The three EDGE species in the order are all members of the Leporidae family, which includes rabbits, hares and jackrabbits. They have short, furry tails and elongated ears and hind legs. At number 10 in the EDGE mammals list, the Riverine rabbit (Bunolagus monticularis) currently lives in an area < 500 km2. Preserving and restoring the riparian habitat needed for its survival is critical, as well as further research into its ecology and population genetics, as no data has been published in the past five years.
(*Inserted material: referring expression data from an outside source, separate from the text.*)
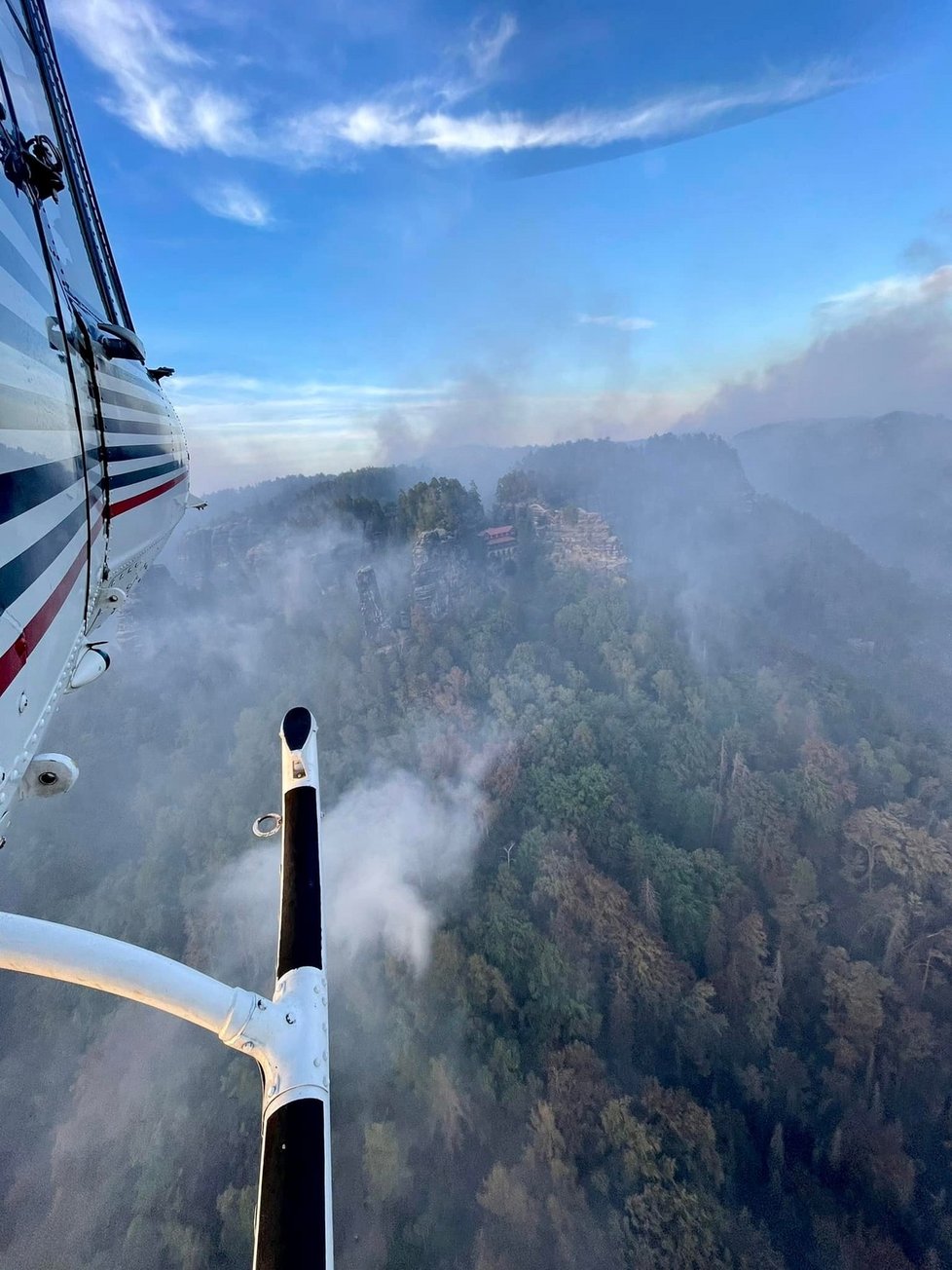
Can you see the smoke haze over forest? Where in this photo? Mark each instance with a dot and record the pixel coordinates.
(639, 847)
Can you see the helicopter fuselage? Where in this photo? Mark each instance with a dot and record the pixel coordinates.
(92, 460)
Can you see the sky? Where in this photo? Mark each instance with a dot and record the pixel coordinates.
(363, 228)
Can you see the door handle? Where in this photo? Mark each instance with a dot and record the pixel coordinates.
(120, 342)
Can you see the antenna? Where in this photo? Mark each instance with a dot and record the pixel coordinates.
(287, 1036)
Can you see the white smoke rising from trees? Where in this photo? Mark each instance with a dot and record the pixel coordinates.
(389, 848)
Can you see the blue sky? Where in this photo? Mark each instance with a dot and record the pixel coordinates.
(335, 220)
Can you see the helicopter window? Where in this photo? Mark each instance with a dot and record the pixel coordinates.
(33, 116)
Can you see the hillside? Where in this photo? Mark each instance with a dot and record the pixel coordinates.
(639, 890)
(885, 481)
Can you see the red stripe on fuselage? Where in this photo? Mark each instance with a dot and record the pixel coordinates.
(13, 660)
(147, 496)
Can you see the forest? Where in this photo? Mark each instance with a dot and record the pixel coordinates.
(639, 884)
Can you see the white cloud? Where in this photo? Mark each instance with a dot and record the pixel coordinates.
(165, 91)
(315, 136)
(237, 202)
(895, 292)
(160, 84)
(242, 430)
(485, 47)
(614, 322)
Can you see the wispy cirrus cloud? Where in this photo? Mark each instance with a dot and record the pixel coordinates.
(614, 322)
(160, 87)
(234, 201)
(166, 92)
(894, 292)
(487, 45)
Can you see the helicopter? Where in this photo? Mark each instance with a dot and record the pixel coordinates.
(94, 468)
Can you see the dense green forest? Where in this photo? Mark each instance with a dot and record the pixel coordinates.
(640, 888)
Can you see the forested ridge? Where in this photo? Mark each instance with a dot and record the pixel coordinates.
(683, 990)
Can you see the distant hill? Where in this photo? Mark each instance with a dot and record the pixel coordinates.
(751, 576)
(886, 483)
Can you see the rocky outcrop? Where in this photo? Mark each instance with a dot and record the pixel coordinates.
(575, 539)
(442, 573)
(376, 625)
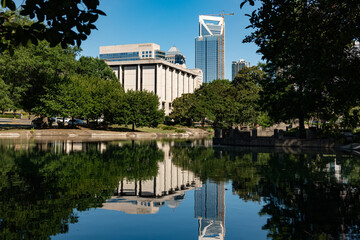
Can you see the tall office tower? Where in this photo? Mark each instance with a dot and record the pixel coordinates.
(236, 66)
(209, 52)
(210, 211)
(175, 56)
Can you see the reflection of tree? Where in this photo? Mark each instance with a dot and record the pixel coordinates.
(39, 190)
(222, 166)
(302, 196)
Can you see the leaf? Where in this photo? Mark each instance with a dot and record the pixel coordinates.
(97, 11)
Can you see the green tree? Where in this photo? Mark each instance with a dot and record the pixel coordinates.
(141, 108)
(309, 49)
(185, 109)
(248, 90)
(5, 100)
(58, 22)
(32, 72)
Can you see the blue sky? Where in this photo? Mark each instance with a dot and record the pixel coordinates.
(168, 23)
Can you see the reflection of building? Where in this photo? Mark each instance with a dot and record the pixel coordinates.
(210, 210)
(237, 66)
(209, 55)
(147, 196)
(143, 67)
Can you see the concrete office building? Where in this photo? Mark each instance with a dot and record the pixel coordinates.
(175, 56)
(236, 66)
(209, 52)
(143, 67)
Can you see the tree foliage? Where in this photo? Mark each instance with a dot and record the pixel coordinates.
(222, 102)
(311, 57)
(141, 108)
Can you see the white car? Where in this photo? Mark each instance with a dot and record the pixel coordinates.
(60, 119)
(77, 122)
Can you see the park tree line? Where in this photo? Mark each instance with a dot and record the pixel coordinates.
(224, 103)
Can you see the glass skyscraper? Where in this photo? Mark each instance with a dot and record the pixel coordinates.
(209, 54)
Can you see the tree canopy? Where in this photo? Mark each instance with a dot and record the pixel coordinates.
(311, 56)
(222, 102)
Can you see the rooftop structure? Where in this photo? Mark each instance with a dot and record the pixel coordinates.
(175, 56)
(237, 66)
(131, 52)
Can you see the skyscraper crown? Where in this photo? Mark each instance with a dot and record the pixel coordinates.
(210, 25)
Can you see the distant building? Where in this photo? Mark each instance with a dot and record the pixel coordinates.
(167, 188)
(143, 67)
(209, 53)
(175, 56)
(131, 52)
(236, 66)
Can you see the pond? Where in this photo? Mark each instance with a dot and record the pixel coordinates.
(64, 189)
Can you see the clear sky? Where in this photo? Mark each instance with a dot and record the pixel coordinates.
(168, 23)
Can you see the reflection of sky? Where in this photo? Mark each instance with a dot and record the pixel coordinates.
(241, 222)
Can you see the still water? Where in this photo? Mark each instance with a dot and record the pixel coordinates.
(61, 189)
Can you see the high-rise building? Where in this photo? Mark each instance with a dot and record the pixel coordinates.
(209, 52)
(175, 56)
(236, 66)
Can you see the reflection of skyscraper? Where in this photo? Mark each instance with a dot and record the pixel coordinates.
(147, 196)
(209, 54)
(210, 210)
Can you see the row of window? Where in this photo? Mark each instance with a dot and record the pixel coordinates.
(146, 52)
(110, 56)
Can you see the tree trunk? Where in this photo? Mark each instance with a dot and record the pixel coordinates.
(302, 127)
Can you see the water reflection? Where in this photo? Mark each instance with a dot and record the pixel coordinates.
(210, 210)
(305, 195)
(146, 197)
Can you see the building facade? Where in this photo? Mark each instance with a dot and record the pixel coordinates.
(151, 72)
(237, 66)
(209, 52)
(175, 56)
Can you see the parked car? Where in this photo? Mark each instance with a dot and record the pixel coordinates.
(76, 122)
(37, 122)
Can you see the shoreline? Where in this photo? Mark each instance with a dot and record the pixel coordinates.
(89, 134)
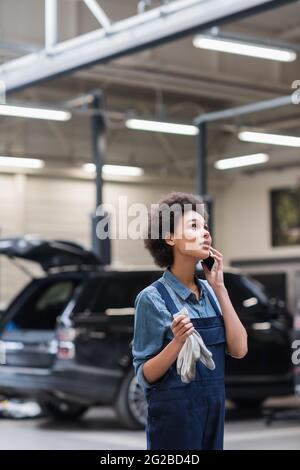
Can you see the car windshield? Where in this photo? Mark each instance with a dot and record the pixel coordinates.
(41, 309)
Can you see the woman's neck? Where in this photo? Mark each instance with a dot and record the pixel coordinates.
(184, 271)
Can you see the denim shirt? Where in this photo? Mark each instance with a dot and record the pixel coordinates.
(152, 319)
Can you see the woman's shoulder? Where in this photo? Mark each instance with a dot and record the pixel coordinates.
(150, 296)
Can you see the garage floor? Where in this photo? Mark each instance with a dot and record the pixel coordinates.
(100, 430)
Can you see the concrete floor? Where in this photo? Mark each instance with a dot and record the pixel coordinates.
(99, 429)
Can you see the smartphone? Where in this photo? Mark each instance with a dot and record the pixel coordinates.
(209, 262)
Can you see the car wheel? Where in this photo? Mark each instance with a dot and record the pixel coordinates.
(131, 405)
(248, 403)
(62, 410)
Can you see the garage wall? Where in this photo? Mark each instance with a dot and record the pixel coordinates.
(244, 215)
(60, 208)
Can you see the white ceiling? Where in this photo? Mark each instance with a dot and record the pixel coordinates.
(185, 80)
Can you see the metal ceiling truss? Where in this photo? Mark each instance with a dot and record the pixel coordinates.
(169, 21)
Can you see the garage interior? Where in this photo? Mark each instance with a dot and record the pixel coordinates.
(166, 79)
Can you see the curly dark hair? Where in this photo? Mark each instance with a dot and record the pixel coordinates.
(173, 204)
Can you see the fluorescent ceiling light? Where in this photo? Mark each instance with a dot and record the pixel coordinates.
(233, 46)
(157, 126)
(115, 170)
(273, 139)
(245, 160)
(21, 162)
(34, 113)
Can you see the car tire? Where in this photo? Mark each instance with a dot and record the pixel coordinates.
(248, 403)
(131, 405)
(62, 410)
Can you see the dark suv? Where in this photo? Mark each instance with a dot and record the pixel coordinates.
(67, 336)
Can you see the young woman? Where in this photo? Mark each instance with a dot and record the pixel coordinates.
(184, 416)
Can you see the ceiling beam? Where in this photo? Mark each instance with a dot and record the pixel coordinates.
(167, 22)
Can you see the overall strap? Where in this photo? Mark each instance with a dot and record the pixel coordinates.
(211, 299)
(170, 304)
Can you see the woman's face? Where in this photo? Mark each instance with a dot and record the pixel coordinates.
(191, 236)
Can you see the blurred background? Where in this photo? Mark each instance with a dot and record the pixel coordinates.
(106, 99)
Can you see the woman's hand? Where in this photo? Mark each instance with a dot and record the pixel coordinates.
(215, 277)
(181, 327)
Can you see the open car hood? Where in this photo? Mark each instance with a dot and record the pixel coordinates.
(48, 253)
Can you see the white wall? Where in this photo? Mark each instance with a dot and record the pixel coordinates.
(60, 208)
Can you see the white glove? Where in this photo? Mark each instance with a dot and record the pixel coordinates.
(193, 350)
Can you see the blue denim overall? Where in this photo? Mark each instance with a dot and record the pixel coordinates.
(190, 416)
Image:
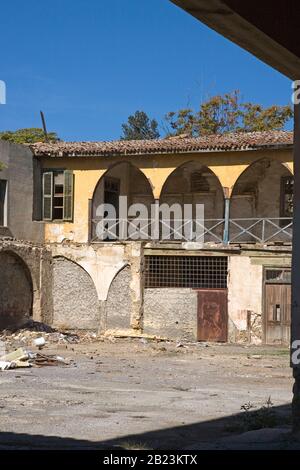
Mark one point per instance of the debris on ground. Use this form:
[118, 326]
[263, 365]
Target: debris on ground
[22, 358]
[38, 334]
[39, 342]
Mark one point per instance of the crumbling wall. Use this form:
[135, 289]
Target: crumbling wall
[16, 293]
[171, 313]
[25, 282]
[75, 300]
[118, 307]
[119, 293]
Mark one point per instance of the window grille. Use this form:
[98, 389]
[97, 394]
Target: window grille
[198, 272]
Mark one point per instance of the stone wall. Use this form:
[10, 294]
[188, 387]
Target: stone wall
[25, 283]
[16, 293]
[171, 313]
[75, 300]
[19, 172]
[118, 307]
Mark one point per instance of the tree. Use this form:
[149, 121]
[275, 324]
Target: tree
[226, 113]
[28, 136]
[139, 127]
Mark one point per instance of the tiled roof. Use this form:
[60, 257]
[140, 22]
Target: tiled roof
[210, 143]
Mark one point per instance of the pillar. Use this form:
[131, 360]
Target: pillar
[295, 319]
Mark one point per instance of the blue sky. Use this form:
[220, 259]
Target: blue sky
[89, 64]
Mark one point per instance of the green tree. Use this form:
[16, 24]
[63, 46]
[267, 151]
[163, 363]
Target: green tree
[139, 126]
[28, 136]
[226, 113]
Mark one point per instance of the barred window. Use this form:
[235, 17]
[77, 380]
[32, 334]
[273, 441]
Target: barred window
[198, 272]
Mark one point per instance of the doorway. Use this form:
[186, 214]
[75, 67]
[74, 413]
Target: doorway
[277, 305]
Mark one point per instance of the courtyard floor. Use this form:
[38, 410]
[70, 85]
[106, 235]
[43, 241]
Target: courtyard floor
[135, 394]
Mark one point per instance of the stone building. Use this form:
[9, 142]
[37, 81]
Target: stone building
[233, 286]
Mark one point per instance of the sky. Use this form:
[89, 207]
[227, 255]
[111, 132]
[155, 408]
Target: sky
[88, 65]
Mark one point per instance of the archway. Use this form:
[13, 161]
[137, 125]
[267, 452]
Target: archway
[75, 299]
[193, 183]
[262, 203]
[122, 179]
[16, 291]
[119, 304]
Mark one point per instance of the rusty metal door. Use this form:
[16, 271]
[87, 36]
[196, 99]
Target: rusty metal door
[212, 315]
[277, 313]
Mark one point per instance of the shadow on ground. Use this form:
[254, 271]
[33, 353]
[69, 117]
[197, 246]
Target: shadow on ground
[239, 428]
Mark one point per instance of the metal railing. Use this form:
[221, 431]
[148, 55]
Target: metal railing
[239, 231]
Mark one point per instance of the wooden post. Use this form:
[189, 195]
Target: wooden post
[226, 216]
[295, 320]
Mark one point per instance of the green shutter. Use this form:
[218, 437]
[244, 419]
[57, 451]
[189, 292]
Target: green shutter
[68, 195]
[47, 195]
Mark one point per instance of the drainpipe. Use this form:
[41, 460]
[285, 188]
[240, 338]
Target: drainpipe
[295, 314]
[226, 216]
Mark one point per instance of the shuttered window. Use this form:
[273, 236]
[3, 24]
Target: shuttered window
[68, 195]
[47, 195]
[58, 195]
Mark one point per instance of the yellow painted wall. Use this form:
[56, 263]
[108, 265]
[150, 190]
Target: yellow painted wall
[227, 166]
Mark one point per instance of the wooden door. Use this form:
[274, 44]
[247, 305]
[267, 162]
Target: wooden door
[277, 313]
[212, 315]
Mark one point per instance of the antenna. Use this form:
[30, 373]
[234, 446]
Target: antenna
[44, 125]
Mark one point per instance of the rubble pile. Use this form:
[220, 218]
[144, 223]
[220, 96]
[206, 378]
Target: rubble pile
[33, 330]
[22, 358]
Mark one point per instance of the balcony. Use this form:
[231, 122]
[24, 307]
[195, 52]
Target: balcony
[220, 231]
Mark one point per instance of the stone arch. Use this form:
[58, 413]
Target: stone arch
[118, 306]
[195, 183]
[256, 193]
[75, 299]
[16, 290]
[258, 202]
[121, 179]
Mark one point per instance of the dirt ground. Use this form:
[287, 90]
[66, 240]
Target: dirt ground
[133, 393]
The tiny volcano rabbit (Romerolagus diazi) sits at number 40 in the EDGE ranking. Its distribution is restricted to volcanic slopes near Mexico City, only a 45 minute drive away from a metropolis of 17 million people. This puts it under pressure from habitat degradation, tourism and hunting. Appropriate management of the forests and bunchgrass slopes where the volcano rabbit lives needs to be combined with education and outreach actions to curb illegal hunting. The Amami rabbit (Pentalagus furnessi) is ranked 42 in the Top 100 EDGE mammals. Pentalagus is the only black rabbit and it shares more characteristics with fossil species from the Miocene period than any other living Lagomorph. Found only on two small islands in the Ryuku archipelago of south Japan, it is threatened by multiple interacting threats including habitat clearing and feral or introduced predators. Preserving and restoring the dense forests Amami rabbits inhabit (another unusual feature for a rabbit) needs to be implemented in conjunction with predator management to ensure its survival.


Another recent study  investigated why some genera are much less diverse than others, and what puts them at risk of extinction. Understanding the origins of diversity can guide us in preserving it. The team of researchers from The University of Queensland and Queen’s University Belfast, led by Dr. Luis Verde Arregoitia, found that threatened species within this order tend to occur in areas where human population densities are high, and that species which occupy many different environments – including converted habitats – are less likely to be threatened. Current human pressures are so strong that they override any variation in ecology, evolution, and geography for living species.

This study also points out that the three Evolutionarily Distinct and Globally Endangered Lagomorphs (the riverine rabbit Bunolagus monticularis, the volcano rabbit Romerolagus diazi and the Amami rabbit Pentalgus furnessi) are paleoendemics: systematically isolated taxa whose distributions represent the remnants of originally larger geographic ranges that have been reduced due to environmental changes. These lineages have low rates of diversification (the evolutionary process by which new species arise) that mostly likely relate to their environment and biological traits. Evolutionarily distinct species have no close relatives and thus represent a greater proportion of independent evolutionary time on the Tree of Life.